1. Adding one species to the backbone tree, based on the same genus

We create a new function to grep species from an existing tree, based on the given genus names, called get_species_from_genus

get_species_from_genus <- function(phylo, genus) {
  # Get the tips (species) from the tree
tips <- phylo$tip.label 
  # Find the nodes that correspond to the given genus
nodes <- which(sapply(strsplit(tips, "_"), `[`, 1) == genus)
  # Get the tips that are descendants of the nodes corresponding to the given genus
species <- character(0)
  for (node in nodes) {
    descendants <- phylo$tip.label[getDescendants(phylo, node)]
    species <- union(species, descendants)
  }
    return(species)
}

Then we can use this function to get all “Cichla” species from the backbone tree, randomly select one and add new “Cichla belem” as a sister species to it.
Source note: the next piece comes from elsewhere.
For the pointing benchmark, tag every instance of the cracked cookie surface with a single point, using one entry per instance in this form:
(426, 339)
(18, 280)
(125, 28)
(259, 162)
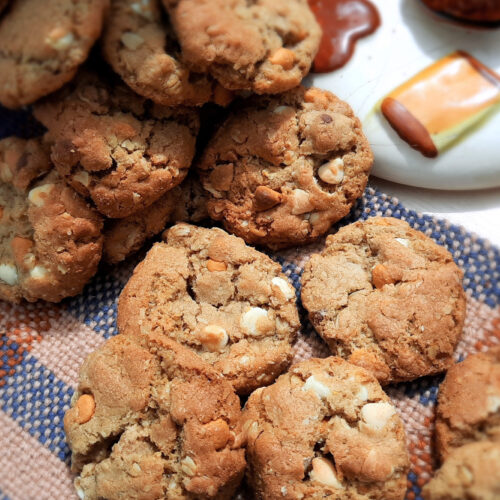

genus_species<-get_species_from_genus(phylo,"Cichla")
#find random sister species
sister_index<-sample(genus_species,1)
 # get info from the edge `file`
parent_node<-phylo$edge[which(phylo$edge[,2]==which(phylo$tip.label==sister_index)),1] 
# get info about the branch length   
branch_length<-phylo$edge.length[which(phylo$edge[,2]==which(phylo$tip.label==sister_index))]  

#now, add "Cichla belem"    
cichla_phy_plus <- bind.tip(cichla_phy, "Cichla_belem", edge.length = branch_length, where = which(phylo$tip.label==sister_index), position = branch_length/2)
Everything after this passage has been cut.